Over de naam Ezelskruid, zonder enige nadere plaatsaanduiding, vinden we bij Dodonaeus het volgende: ‘Eenige heeten Eselcruyt, nae den Grieckschen naem ononis, omdat de Esels heur daer geerne aan wrijven als sij teucksel hebben.’ Voor West-Friesland vinden we vermeld Gedoomd Stalkruid. Deze naam behoeft voor het eerste deel geen nadere toelichting; anders is het gesteld met Stalkruid. Men zou menen dat het sloeg op het gebruik, om het in de stal op te hangen, om het vee tegen kwade invloeden te beschermen. Dit is niet het geval. De naam Stalcruyt komen we reeds in 1643 bij L. Fuchs tegen.

Het staat namelijk in verband met stallen, een Oudnederlands en Oudduits woord voor urineren, omdat het vee na het eten van de plant, gaat wateren. Het water waarin het kruid gekookt was gaf men aan de paarden om het urineren te bevorderen. Een oude volksnaam luidt Orijnkruid. Dit orijn wil niets anders zeggen dan het later daaruit ontstane urine. Dit middeltje is reeds zeer oud, want Dioscorides gaf het reeds aan die mensen, die last hadden met het urineren. Hij zal daarbij bijna zeker gesteund hebben op Theophrastus die 500 jaar voor hem het kruid reeds aanbeval voor hetzelfde doel. Het zal wel niet onze Kattedoorn geweest zijn maar de O. antiquorum, die veel van onze soort weg heeft.
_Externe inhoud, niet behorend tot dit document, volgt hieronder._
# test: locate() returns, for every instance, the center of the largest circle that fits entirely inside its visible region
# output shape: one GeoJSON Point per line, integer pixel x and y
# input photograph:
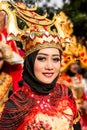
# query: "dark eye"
{"type": "Point", "coordinates": [41, 58]}
{"type": "Point", "coordinates": [56, 59]}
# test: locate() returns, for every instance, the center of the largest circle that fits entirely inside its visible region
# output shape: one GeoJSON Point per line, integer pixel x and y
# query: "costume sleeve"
{"type": "Point", "coordinates": [76, 122]}
{"type": "Point", "coordinates": [17, 107]}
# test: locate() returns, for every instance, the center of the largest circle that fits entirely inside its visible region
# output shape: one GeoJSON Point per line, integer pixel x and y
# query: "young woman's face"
{"type": "Point", "coordinates": [47, 65]}
{"type": "Point", "coordinates": [74, 67]}
{"type": "Point", "coordinates": [1, 60]}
In de Achterhoek spreekt men van Heethekels. Deze naam valt in twee delen uiteen en wel in heet of heed, dat heideveld beduidt en op de groeiplaats wijst (vergelijk Heidoorn), en hekel. Dit laatste woord is verwant aan de stekel of vlaskam die gebruikt wordt bij het bewerken van vlas. Fuchs kent de plant zowel onder de naam Hekelcruyt als onder Houwheckel (in het Duits Heuhechel), omdat het hooi aan de doornen (hekels) blijft hangen. Het ‘heet’ vinden we ook terug in Hetegaal, zoals zij op Schouwen genoemd wordt. De oorsprong van het woord is onbekend.
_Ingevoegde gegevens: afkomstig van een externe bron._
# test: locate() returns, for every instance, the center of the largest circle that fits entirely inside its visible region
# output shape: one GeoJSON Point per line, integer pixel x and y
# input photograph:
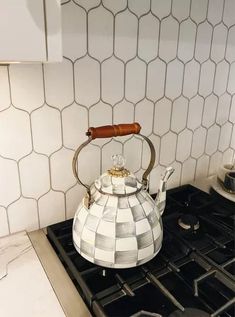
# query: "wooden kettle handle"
{"type": "Point", "coordinates": [109, 131]}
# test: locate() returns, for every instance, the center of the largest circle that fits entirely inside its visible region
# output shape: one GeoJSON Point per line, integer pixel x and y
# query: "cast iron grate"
{"type": "Point", "coordinates": [195, 268]}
Maar met gale duidde men eertijds een schram aan of een vurige plek op de huid; ook wel eens schurft. Dat de doornen schrammen teweeg konden brengen laat zich begrijpen. Maar met de vurige plekken en schurft is het anders gesteld. Zag men de plant als de verwekker hiervan aan? De thans volgende twee volksnamen duiden op een ander ongemak dat zij veroorzaakte. Indertijd kwam de plant ook veelvuldig voor op zandige akkers, en door de lange wortels had de boer bij het ploegen en eggen hiervan veel last. De ploeg had moeite er doorheen te komen, en daarom noemde men haar Prangwortel, ook wel alleen Prang, van het oude prangen (klemmen of knellen).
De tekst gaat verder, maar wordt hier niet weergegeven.